Further to my previous post, it seems that the Tories are really trying to prove that they have some policies (having spent the past 18 months proving that David Cameron is a ‘nice guy’ and little else).
The next big idea is tax breaks for married couples. On the basis that marriage will solve all of the social problems in the UK.
Now, I have a lot of respect for marriage. So much so that I am not married because I see it as a serious commitment that should not be entered into lightly. However, if the Tories get in and will pay me £1,000 a year to get married, perhaps I should regard it a less of an onerous promise. Thinking about it, if this is brought in, and it encourages people who are a bit dubious about marriage to get hitched, wouldn’t we see more marriages break up later on (when the people realise that money isn’t the only thing that should keep them together). Then there is the idea that people in failed and abusive marriages are to be encouraged to stay together because of cash. ‘Family Values’, anyone?

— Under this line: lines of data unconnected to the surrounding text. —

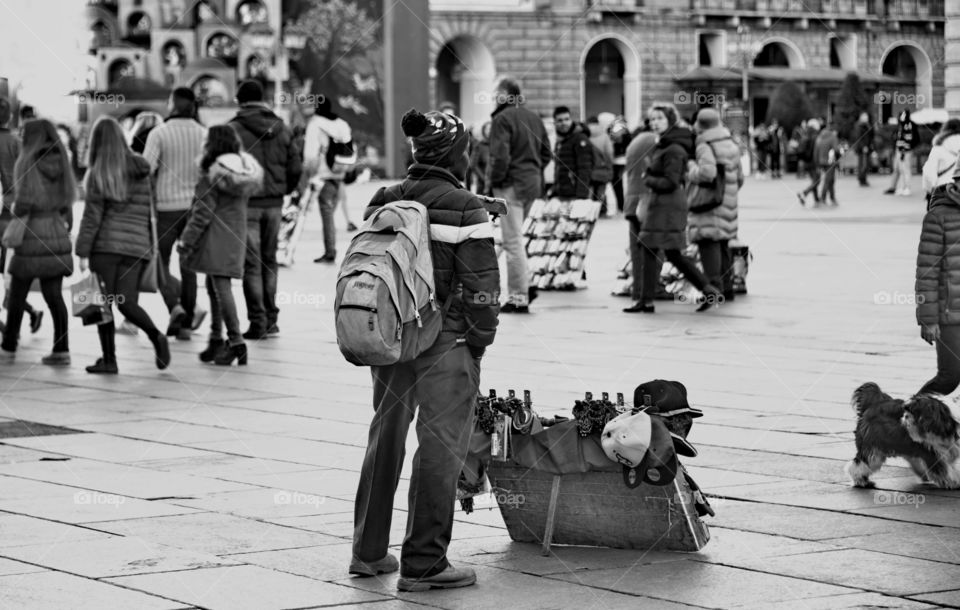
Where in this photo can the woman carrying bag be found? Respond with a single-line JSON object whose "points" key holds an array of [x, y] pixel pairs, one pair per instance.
{"points": [[214, 240], [115, 238], [664, 225], [39, 234]]}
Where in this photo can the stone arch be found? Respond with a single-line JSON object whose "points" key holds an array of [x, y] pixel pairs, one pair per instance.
{"points": [[631, 75], [466, 71], [891, 63], [784, 47]]}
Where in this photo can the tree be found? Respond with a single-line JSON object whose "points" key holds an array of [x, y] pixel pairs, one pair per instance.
{"points": [[789, 105], [852, 101]]}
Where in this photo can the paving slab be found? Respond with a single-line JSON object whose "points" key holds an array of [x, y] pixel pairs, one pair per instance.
{"points": [[59, 590], [115, 556], [889, 574], [240, 587], [214, 533]]}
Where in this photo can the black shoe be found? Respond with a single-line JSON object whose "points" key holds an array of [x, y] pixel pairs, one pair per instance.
{"points": [[226, 356], [103, 367], [639, 307], [162, 348], [213, 348], [255, 332], [513, 308], [36, 319]]}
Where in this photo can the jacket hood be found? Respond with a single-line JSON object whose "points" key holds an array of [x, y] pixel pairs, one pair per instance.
{"points": [[678, 134], [137, 167], [713, 134], [236, 174], [336, 128], [260, 121]]}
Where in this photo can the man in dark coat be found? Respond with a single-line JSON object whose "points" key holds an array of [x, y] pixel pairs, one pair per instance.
{"points": [[272, 144], [519, 150], [573, 157], [442, 382]]}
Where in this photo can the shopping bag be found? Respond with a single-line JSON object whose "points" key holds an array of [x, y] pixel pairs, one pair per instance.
{"points": [[89, 302]]}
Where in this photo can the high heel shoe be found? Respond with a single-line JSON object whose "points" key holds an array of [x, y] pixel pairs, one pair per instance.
{"points": [[226, 355], [213, 348]]}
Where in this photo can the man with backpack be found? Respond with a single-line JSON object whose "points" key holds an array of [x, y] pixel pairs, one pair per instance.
{"points": [[442, 380], [327, 141]]}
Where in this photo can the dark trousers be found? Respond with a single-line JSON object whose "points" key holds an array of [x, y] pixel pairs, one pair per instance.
{"points": [[828, 182], [717, 264], [121, 286], [814, 171], [260, 267], [618, 185], [636, 259], [223, 309], [863, 166], [651, 272], [948, 362], [52, 289], [327, 202], [184, 290], [443, 382]]}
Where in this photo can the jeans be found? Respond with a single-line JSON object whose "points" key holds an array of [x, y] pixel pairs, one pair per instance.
{"points": [[828, 183], [223, 309], [52, 289], [183, 291], [717, 264], [636, 259], [948, 362], [443, 382], [327, 202], [651, 272], [511, 225], [260, 267]]}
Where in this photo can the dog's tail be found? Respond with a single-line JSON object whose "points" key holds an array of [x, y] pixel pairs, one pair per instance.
{"points": [[866, 395]]}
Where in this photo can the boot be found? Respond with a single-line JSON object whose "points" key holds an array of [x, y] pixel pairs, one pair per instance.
{"points": [[226, 355], [213, 348]]}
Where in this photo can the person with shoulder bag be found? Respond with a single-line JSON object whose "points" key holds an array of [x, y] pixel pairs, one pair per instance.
{"points": [[116, 240], [39, 234], [716, 177]]}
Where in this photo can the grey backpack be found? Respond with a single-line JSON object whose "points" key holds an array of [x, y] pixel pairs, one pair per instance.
{"points": [[385, 309]]}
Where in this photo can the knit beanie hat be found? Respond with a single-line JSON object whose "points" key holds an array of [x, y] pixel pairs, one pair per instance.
{"points": [[438, 138], [708, 118]]}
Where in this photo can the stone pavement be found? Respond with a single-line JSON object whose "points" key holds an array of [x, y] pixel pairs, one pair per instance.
{"points": [[213, 487]]}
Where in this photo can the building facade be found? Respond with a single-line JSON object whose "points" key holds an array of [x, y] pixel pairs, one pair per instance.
{"points": [[620, 56]]}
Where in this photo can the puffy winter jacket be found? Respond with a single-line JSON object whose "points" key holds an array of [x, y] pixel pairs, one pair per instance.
{"points": [[519, 151], [716, 146], [46, 250], [573, 162], [272, 144], [119, 227], [461, 242], [665, 224], [214, 240]]}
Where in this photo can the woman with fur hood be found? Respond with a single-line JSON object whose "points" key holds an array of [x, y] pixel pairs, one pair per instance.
{"points": [[214, 240]]}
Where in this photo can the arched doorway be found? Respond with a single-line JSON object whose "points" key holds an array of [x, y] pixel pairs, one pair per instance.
{"points": [[908, 62], [610, 79], [465, 76]]}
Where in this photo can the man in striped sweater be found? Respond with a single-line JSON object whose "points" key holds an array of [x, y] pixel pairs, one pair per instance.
{"points": [[172, 149], [442, 382]]}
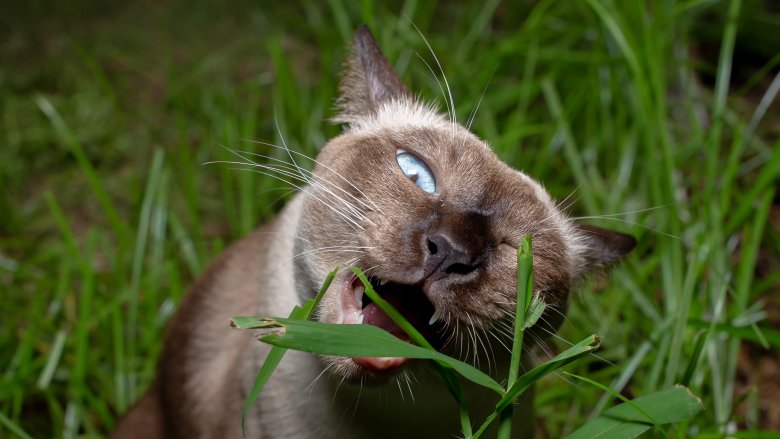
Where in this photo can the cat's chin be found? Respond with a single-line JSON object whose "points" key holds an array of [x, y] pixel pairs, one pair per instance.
{"points": [[355, 307]]}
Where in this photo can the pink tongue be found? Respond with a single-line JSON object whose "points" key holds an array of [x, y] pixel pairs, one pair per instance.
{"points": [[373, 315]]}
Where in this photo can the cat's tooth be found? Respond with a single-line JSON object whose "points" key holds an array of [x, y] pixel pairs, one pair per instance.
{"points": [[359, 290], [435, 317]]}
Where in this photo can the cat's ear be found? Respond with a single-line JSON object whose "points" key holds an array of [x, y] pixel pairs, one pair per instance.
{"points": [[368, 80], [602, 247]]}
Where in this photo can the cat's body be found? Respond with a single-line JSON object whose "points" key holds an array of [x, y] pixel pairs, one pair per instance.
{"points": [[431, 213]]}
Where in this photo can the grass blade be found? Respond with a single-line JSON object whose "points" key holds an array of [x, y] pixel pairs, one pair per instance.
{"points": [[276, 353], [359, 341], [624, 421]]}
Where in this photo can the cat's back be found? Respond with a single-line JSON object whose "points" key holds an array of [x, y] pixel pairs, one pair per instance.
{"points": [[198, 371]]}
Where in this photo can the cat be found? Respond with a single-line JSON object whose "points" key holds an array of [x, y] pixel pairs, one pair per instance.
{"points": [[434, 217]]}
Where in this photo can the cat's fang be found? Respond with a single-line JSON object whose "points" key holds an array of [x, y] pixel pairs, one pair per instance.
{"points": [[359, 290]]}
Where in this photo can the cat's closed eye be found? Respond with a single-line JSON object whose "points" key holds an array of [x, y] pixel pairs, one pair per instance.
{"points": [[417, 171]]}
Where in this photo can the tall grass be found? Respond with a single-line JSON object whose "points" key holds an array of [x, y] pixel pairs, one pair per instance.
{"points": [[107, 213]]}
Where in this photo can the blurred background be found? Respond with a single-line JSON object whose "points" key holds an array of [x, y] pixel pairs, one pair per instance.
{"points": [[655, 118]]}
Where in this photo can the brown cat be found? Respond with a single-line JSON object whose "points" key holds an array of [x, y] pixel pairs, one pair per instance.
{"points": [[434, 217]]}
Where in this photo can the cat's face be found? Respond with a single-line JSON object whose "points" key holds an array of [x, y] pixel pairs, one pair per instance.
{"points": [[430, 213]]}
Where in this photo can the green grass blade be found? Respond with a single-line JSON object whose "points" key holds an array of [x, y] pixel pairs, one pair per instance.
{"points": [[525, 290], [620, 397], [624, 421], [94, 180], [525, 381], [771, 336], [359, 341], [14, 428], [276, 353]]}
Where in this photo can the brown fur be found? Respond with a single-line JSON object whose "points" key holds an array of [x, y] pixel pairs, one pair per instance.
{"points": [[456, 246]]}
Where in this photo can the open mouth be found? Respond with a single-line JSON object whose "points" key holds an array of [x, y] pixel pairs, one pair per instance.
{"points": [[409, 300]]}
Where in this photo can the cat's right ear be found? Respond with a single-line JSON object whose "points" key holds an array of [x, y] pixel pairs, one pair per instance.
{"points": [[368, 80]]}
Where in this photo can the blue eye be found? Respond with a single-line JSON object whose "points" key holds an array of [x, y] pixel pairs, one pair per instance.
{"points": [[416, 170]]}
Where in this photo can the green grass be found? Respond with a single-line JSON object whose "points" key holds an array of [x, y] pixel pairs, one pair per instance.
{"points": [[107, 214]]}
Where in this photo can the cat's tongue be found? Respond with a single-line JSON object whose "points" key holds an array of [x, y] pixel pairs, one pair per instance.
{"points": [[373, 315]]}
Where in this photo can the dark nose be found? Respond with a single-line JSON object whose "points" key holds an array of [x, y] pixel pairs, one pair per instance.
{"points": [[450, 255]]}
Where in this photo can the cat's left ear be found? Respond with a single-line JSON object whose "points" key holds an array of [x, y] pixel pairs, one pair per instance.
{"points": [[368, 80], [603, 247]]}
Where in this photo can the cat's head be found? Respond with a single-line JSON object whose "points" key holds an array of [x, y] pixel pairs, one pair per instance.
{"points": [[434, 217]]}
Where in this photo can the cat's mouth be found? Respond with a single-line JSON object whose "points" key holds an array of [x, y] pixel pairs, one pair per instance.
{"points": [[409, 300]]}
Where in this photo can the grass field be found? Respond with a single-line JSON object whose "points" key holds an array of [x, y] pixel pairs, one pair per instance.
{"points": [[654, 118]]}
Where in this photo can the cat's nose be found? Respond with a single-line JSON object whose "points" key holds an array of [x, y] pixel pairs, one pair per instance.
{"points": [[449, 255]]}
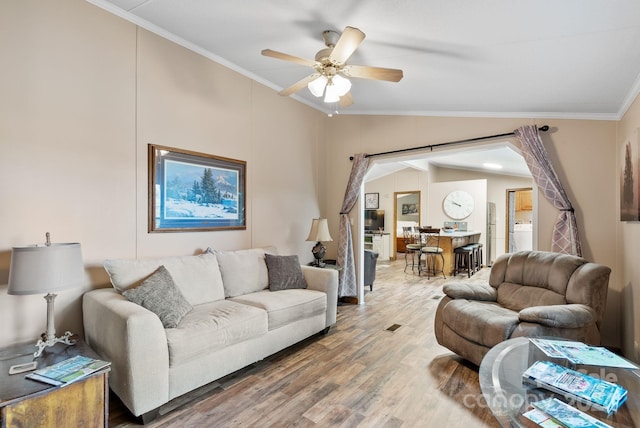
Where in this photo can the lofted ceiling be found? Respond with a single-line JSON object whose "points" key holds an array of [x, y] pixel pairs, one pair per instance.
{"points": [[499, 58], [526, 58], [501, 158]]}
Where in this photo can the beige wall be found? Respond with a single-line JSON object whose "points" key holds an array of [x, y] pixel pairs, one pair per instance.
{"points": [[628, 235], [83, 94]]}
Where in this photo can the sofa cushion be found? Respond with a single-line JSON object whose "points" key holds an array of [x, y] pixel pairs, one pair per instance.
{"points": [[485, 323], [159, 294], [243, 271], [212, 326], [284, 272], [286, 306], [197, 277], [517, 297]]}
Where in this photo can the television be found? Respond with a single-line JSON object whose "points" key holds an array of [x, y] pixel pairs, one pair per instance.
{"points": [[373, 220]]}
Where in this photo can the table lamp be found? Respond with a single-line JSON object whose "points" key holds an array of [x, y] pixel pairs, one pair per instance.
{"points": [[42, 269], [319, 232]]}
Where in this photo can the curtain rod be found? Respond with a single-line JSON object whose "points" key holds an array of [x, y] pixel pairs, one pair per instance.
{"points": [[543, 128]]}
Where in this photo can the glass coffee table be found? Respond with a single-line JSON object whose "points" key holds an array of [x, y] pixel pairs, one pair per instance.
{"points": [[507, 396]]}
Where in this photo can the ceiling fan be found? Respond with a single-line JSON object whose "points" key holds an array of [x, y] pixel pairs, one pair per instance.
{"points": [[331, 71]]}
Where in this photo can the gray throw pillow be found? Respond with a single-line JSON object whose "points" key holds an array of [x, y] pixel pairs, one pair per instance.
{"points": [[159, 294], [284, 272]]}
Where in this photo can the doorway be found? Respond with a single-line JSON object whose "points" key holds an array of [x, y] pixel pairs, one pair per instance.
{"points": [[406, 214], [519, 233]]}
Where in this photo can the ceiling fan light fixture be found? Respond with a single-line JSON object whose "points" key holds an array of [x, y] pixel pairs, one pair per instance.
{"points": [[331, 94], [316, 87], [342, 84]]}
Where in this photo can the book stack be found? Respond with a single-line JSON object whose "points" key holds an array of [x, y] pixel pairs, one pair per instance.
{"points": [[68, 371], [553, 413], [576, 386]]}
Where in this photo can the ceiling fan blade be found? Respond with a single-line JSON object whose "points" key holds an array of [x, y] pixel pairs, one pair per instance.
{"points": [[287, 57], [298, 85], [345, 46], [376, 73], [346, 100]]}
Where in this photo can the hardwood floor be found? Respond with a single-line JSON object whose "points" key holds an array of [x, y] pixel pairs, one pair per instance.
{"points": [[379, 366]]}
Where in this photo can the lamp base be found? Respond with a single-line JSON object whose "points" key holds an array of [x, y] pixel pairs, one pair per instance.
{"points": [[319, 251], [49, 338], [45, 342]]}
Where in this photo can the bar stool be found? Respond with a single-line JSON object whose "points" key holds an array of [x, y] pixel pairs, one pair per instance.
{"points": [[463, 260], [431, 250], [412, 246], [478, 256]]}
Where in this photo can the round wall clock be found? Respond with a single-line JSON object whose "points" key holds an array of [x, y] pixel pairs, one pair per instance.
{"points": [[458, 204]]}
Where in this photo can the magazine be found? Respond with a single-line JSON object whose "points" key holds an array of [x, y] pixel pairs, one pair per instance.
{"points": [[541, 418], [597, 393], [68, 371], [567, 415], [580, 353]]}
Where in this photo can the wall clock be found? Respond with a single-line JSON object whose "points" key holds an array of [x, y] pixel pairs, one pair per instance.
{"points": [[458, 204], [371, 201]]}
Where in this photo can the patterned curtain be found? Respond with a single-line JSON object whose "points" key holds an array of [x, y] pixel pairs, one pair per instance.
{"points": [[565, 237], [348, 285]]}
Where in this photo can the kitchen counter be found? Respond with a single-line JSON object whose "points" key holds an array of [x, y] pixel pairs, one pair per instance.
{"points": [[452, 240]]}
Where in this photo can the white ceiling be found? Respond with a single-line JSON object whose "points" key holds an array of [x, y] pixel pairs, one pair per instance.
{"points": [[524, 58], [494, 158], [493, 58]]}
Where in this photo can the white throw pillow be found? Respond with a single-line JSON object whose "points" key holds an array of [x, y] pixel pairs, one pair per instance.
{"points": [[243, 271], [197, 277]]}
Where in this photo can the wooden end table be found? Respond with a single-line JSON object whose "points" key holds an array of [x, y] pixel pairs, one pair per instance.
{"points": [[25, 402]]}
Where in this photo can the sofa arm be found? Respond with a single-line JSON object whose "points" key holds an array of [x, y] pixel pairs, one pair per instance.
{"points": [[564, 316], [471, 291], [133, 339], [325, 280]]}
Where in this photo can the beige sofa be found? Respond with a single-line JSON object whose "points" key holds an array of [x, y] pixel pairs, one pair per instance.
{"points": [[529, 293], [234, 320]]}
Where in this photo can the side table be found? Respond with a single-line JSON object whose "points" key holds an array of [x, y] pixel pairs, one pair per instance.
{"points": [[25, 402]]}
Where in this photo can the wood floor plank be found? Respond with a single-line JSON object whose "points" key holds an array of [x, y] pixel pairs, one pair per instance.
{"points": [[379, 366]]}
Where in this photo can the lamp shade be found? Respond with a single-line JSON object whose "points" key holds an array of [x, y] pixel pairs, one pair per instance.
{"points": [[40, 269], [319, 230]]}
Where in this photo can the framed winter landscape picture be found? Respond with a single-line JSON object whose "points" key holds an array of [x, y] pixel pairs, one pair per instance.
{"points": [[190, 191]]}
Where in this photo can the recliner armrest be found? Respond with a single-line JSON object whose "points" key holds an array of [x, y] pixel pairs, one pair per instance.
{"points": [[564, 316], [471, 291]]}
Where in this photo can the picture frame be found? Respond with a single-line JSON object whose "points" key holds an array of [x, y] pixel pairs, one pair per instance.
{"points": [[191, 191], [629, 178], [371, 201], [409, 209]]}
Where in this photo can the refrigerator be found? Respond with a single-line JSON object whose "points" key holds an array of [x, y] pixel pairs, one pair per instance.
{"points": [[491, 233]]}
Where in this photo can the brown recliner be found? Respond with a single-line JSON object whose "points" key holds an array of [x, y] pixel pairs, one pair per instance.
{"points": [[529, 293]]}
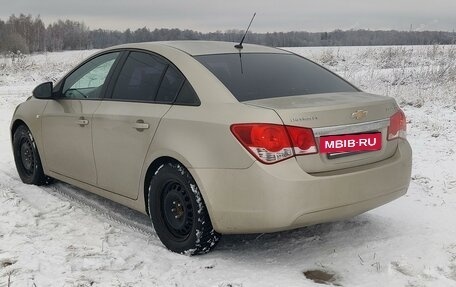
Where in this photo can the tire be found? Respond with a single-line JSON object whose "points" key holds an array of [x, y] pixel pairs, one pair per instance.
{"points": [[178, 212], [27, 158]]}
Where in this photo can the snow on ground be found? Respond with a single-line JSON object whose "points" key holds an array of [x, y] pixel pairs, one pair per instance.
{"points": [[62, 236]]}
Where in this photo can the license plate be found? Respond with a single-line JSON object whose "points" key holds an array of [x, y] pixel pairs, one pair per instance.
{"points": [[351, 143]]}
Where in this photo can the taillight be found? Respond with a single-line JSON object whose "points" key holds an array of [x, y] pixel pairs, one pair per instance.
{"points": [[302, 139], [271, 143], [398, 126]]}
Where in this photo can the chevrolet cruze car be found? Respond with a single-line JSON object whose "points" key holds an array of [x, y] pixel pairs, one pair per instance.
{"points": [[208, 139]]}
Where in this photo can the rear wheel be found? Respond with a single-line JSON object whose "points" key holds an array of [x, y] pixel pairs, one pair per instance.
{"points": [[178, 211], [26, 157]]}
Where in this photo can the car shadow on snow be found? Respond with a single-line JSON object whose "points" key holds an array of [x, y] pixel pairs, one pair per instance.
{"points": [[277, 247]]}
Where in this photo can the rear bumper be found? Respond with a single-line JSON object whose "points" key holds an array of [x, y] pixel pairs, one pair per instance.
{"points": [[267, 198]]}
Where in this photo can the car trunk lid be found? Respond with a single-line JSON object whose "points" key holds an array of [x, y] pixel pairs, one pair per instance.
{"points": [[337, 114]]}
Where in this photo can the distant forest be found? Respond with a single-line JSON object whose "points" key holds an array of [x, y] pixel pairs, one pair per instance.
{"points": [[29, 34]]}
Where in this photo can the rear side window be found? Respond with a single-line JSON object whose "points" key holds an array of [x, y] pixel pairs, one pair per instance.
{"points": [[140, 78], [170, 86], [262, 76], [187, 96]]}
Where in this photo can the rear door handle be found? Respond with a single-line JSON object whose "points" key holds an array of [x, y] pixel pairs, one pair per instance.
{"points": [[82, 122], [140, 125]]}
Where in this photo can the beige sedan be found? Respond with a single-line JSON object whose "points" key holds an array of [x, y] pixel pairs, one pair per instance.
{"points": [[208, 139]]}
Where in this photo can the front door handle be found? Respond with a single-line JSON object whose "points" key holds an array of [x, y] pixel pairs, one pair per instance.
{"points": [[140, 125], [82, 122]]}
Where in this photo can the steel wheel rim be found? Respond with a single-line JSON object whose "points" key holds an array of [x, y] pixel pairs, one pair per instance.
{"points": [[177, 209]]}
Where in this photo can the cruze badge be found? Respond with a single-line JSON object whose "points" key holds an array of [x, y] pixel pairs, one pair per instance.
{"points": [[359, 114]]}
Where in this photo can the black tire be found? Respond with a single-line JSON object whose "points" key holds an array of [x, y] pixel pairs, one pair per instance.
{"points": [[27, 158], [178, 211]]}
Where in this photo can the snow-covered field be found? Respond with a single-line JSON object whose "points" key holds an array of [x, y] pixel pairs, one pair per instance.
{"points": [[62, 236]]}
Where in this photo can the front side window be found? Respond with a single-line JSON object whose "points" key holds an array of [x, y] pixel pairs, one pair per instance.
{"points": [[88, 80], [139, 78], [264, 75]]}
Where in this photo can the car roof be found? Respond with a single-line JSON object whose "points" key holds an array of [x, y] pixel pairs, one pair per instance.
{"points": [[197, 48]]}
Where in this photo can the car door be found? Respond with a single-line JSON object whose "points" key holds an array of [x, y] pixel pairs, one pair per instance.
{"points": [[67, 121], [123, 126]]}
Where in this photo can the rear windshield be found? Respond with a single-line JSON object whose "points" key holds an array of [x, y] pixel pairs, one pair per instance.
{"points": [[262, 76]]}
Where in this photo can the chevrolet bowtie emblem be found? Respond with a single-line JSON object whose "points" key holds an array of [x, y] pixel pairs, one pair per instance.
{"points": [[359, 114]]}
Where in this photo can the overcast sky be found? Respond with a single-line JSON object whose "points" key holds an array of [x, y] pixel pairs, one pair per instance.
{"points": [[213, 15]]}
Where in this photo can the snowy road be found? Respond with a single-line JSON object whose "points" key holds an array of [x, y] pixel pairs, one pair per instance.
{"points": [[62, 236]]}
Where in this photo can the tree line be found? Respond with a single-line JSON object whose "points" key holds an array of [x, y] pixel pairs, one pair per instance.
{"points": [[29, 34]]}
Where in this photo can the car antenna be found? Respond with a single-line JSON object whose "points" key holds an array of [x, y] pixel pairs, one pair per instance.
{"points": [[239, 46]]}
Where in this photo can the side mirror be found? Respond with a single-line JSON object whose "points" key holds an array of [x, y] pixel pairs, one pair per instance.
{"points": [[43, 91]]}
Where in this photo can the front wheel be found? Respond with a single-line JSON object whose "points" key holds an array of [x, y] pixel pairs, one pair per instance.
{"points": [[178, 211], [27, 158]]}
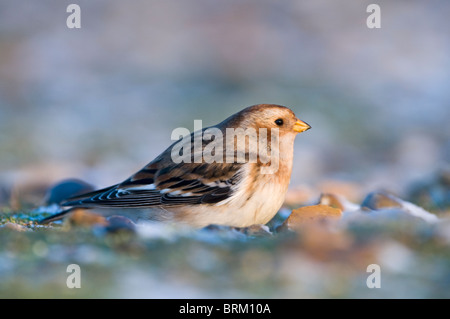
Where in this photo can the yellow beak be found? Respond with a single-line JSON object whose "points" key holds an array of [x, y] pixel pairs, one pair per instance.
{"points": [[301, 126]]}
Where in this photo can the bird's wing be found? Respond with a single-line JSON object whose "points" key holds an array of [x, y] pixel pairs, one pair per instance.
{"points": [[168, 185]]}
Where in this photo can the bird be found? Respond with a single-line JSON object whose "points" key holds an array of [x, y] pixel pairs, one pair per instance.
{"points": [[235, 191]]}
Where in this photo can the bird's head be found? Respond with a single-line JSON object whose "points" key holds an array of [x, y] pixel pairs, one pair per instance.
{"points": [[269, 116]]}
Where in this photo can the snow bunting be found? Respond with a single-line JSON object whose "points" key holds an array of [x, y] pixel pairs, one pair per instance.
{"points": [[203, 192]]}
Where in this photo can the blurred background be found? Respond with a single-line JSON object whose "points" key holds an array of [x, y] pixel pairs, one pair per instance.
{"points": [[100, 102]]}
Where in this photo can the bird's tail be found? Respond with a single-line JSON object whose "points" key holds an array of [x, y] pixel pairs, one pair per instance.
{"points": [[56, 216]]}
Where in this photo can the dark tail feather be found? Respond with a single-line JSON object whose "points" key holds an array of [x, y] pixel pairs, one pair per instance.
{"points": [[55, 217]]}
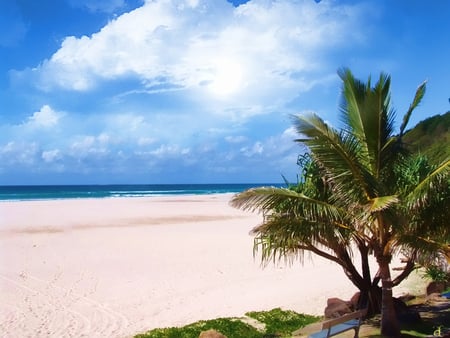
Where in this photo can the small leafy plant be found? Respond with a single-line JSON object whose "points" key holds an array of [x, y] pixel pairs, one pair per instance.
{"points": [[436, 274]]}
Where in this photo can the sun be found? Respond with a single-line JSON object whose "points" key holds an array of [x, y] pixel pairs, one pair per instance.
{"points": [[227, 78]]}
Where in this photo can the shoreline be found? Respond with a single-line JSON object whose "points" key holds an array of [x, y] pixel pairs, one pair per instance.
{"points": [[117, 267]]}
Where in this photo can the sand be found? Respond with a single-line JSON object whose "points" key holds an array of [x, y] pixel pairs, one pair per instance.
{"points": [[117, 267]]}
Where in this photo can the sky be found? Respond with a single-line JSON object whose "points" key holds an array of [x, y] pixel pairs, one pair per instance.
{"points": [[197, 91]]}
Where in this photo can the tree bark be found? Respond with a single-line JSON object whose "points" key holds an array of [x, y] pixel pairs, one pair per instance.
{"points": [[389, 321]]}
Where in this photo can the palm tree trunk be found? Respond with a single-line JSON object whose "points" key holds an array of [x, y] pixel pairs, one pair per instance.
{"points": [[389, 321]]}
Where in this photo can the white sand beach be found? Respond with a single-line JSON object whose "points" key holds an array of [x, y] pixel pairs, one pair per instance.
{"points": [[117, 267]]}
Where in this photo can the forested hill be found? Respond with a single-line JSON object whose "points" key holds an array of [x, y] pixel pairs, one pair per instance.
{"points": [[431, 137]]}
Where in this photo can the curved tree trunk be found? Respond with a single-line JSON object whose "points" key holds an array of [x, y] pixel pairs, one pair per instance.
{"points": [[389, 322]]}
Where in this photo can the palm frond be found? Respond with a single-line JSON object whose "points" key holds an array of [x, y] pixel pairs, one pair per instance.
{"points": [[269, 199], [420, 92], [429, 187], [339, 153], [382, 203]]}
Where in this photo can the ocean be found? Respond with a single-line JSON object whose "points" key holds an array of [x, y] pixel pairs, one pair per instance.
{"points": [[51, 192]]}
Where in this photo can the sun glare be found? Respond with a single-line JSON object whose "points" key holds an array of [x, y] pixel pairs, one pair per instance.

The other side to this, of course, is that it will cost over £3 billion to implement. Who is going to pay that extra tax – or who is going to lose the services of the same value? Could it be that single people will pay the price? Or even single parents? Are the children of parents who split up (or where one died) deserving of less support, so that married but childless couples can be better off?
Not to mention that it was actually the Tories who set in place the tax reforms which led to the abolition of the married couples’ allowance in the first place (in 1990, the then Chancellor of the Exchequer, John Major, started the trend to reduce its value). By the time it was abolished ten years later, it was worth about $400 per year, and benefited about 6 million childless couples.